Rhian Ramos on quarantine life: You don’t know what you have until it’s gone
By: Rito P. Asilo – Philippine Daily Inquirer
April 23, 2020
“Now, I’m not just grateful for the little things— I long for them!”
Despite our years of experience as a writer and editor, the task of interviewing Tinseltown’s most popular celebrities hasn’t always been a walk in the park for us.
As we quickly realized 25 years ago (when we began contributing articles to the Saturday Special section of the Inquirer), eloquence doesn’t always come with beauty, or even talent. For the most part, that’s OK—after all, you can’t have everything.
But Rhian Ramos is the stellar exception that proves the desultory rule—as her answers in this interview demonstrate.
We’ve not really had a lot of chats with the Kapuso network’s strikingly lovely actress. But the few times we did, those interviews—whether for prearranged one-on-one talks or during chance meetings at the airport in between flights—always proved more than satisfying. They’re never “time-wasters.”
Spurring a significant part of Rhian’s candor is a witty mind that puts a lot of thought into any question thrown her way, regardless of the lightness or urgency of the topic.
Rhian, after all, isn’t just intelligent—unlike many celebrities we’ve met through the years who utilize their “intelligence” to evade sensitive questions.
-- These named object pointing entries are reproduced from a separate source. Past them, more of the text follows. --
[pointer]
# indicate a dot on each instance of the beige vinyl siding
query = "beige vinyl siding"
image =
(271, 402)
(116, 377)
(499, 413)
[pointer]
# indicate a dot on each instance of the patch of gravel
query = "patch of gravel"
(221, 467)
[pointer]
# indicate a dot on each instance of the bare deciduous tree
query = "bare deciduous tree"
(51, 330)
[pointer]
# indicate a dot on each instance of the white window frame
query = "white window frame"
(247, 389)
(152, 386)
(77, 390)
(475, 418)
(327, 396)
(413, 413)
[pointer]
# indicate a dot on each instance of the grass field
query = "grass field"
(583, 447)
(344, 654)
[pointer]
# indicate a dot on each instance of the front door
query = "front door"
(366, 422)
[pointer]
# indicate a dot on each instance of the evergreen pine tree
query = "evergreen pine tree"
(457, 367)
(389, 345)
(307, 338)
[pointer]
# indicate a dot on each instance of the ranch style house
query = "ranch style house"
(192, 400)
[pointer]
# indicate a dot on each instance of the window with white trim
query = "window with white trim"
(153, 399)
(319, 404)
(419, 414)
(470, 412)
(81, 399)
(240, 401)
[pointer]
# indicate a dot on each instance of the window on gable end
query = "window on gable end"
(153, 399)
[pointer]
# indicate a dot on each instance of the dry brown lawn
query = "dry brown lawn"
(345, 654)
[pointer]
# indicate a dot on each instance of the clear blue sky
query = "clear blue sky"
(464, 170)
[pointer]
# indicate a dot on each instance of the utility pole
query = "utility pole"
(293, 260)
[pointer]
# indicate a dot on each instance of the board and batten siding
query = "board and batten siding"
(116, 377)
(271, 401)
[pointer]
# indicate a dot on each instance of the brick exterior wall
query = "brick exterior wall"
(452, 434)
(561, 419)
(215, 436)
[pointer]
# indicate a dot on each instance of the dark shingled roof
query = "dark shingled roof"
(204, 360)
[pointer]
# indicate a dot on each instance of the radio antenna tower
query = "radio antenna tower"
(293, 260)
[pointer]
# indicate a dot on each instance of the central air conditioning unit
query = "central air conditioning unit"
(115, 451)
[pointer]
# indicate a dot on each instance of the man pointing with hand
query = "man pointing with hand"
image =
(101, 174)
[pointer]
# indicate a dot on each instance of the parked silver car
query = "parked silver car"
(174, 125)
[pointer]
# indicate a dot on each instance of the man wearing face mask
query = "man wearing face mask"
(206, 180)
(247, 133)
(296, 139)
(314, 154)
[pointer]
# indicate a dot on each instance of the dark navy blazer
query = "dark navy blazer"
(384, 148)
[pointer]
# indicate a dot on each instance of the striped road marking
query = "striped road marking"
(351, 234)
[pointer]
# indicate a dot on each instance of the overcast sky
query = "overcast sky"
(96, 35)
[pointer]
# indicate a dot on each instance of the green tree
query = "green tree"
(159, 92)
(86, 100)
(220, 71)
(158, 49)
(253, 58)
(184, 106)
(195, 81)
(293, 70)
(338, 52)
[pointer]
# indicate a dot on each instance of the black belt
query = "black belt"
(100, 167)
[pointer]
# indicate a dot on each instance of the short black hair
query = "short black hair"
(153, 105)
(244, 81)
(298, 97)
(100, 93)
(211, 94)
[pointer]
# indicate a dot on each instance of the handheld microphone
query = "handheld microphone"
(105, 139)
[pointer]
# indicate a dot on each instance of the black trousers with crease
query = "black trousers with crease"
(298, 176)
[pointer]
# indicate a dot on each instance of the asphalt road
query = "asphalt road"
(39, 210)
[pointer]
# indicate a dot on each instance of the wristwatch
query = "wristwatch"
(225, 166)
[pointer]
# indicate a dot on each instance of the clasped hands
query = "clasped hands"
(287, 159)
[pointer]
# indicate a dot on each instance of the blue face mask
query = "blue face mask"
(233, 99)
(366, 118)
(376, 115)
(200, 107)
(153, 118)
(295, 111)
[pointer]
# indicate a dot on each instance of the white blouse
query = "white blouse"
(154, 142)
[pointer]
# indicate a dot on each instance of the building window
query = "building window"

So, we always tell GMA 7’s Corporate Communications why Rhian remains to be one of our favorite interviews: Her answers are never boring nor generic.
In this quick Q&A, we asked how quarantine life has been treating Rhian more than a month after the lockdown began:
How has this period of isolation changed you and your view of life?
You know how they say, “You don’t know what you have until it’s gone”? Now, I’m not just grateful for the little things—I long for them!
Earlier today, I went outside to sit under the sun, which I haven’t done in a month. A woman from our building’s staff politely asked me to go back to my unit. I nodded, then cried a little, and went back in. She must’ve thought I was nuts!
What do you like about it? And what’s frustrating?
I’ve always liked being alone. Given choices, I would probably live my life similarly to quarantine even. I also like that it makes you more creative with how you show love to the people you care about, like ordering food and supplies, and sending them to their homes.
But it’s hard living in the city and not being able to go outside, feel the sun, or grass on your feet. I miss that.
What do you look forward to doing when the enhanced community quarantine is over?
Working out with a group, hugging my mom and sister … just hugs, in general. Also, shaking people’s hands, the beach hopefully, seeing certain people I work with (my second family)—and [wearing] heels!